阪神・淡路大震災で被災した経験があり、人一倍復興支援活動に熱心である。震災時には神戸から被災した海峡区に移住し、幼少期の舷一郎を救い出し、その時に一緒だった柴犬を引き取った。その後、舷一郎が行方不明になった為、この犬に「ゲンイチロウ」と名付けて大切にする。その後は海峡区に移住し、被災者復興支援に当たった。舷一郎と深い関係になった一方で、宗方とも出会っており、彼にストリートチルドレンが通う為の学校の用地を提供する。以降はストリートチルドレン達と共同生活を送った。こうした奇妙な縁により、舷一郎と宗方の両者から大切にされている。

2020年には舷一郎の進めるグレイ・シティ建国に同調する。そしてゲンイチロウと共にグレイシティへ移動した。そこで亮と出会い、その経験やNGOとのコネを買われ、インフラ整備を任された。

ケン

ストリートチルドレンの男子。山陽道の海峡区にあるスラムにて、ドクとキムといった同じストリートチルドレンの親友と共に住んでいた。仲間と共に窃盗を繰り返して生活していたが、宗方との出会いを通じて生活態度を改める。彼の建てた学校に仲間達と共に通い、坂巻の家に同居する様になった。

日本分断後に生まれた為、「日本人」という概念を持たず、国籍の違う友達と平等に接している。その姿が宗方に「新しい国」の姿を予感させた。自分達を救ってくれた宗方に恩義を感じており、仲間達と共に舎弟となる。

海峡紛争時には、宗方への恩義を返すべく南日本国防軍に加勢した。そして敵である董藤に憤りを抱く。また漢気のある性格でもあり、密告といった卑怯な手段を嫌う想いから、宗方の敵である舷一郎を庇った事もある。

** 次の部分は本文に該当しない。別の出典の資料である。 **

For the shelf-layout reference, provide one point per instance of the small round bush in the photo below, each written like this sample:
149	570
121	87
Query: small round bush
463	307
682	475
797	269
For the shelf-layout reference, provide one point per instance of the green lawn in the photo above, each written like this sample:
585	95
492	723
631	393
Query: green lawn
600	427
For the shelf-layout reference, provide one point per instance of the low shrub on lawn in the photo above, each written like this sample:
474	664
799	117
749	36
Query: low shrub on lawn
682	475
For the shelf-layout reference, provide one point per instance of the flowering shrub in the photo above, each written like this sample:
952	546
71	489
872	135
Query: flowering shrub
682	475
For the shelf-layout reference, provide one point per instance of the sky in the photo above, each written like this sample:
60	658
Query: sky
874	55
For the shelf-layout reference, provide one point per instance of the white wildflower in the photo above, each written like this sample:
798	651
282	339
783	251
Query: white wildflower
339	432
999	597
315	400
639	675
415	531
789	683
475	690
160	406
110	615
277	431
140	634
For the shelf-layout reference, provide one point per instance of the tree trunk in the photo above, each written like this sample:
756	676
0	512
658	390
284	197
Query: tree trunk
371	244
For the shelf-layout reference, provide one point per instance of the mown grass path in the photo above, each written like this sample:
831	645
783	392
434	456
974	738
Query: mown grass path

成人後は本格的に宗方の部下となり、ピートの率いるSCIAの非公式傘下組織である闇組織のトップとなる。そこでシゲルを始めとする面々をスカウトしら工作員にするべく過酷な育成訓練を行っていた。

ドク

ストリートチルドレンのベトナム人男子。キムやケンとは親友である。

元は海峡区のスラムに住んでいたヤンキーだったが、宗方との出会いを通じて生活態度を改める。彼の建てた学校に通った。

キム(金、김)

ストリートチルドレンの韓国人男子。ケンやドクとは親友である。

元は海峡区のスラムに住んでいたヤンキーだったが、宗方との出会いを通じて生活態度を改める。彼の建てた学校に通った。

梶原(かじわら)

南日本NGO管理人を務める男性。新博多を中心に活動し、坂巻と共にスラムに居住する貧困者達の救済ボランティア活動に当たる。
雲井達が医薬品を求めて北日本から新博多にやって来た際、協力して医薬品を提供する。
南北日本の分離独立承認や日本海峡紛争などが次々に起きた際には、日本の将来に不安を抱いた。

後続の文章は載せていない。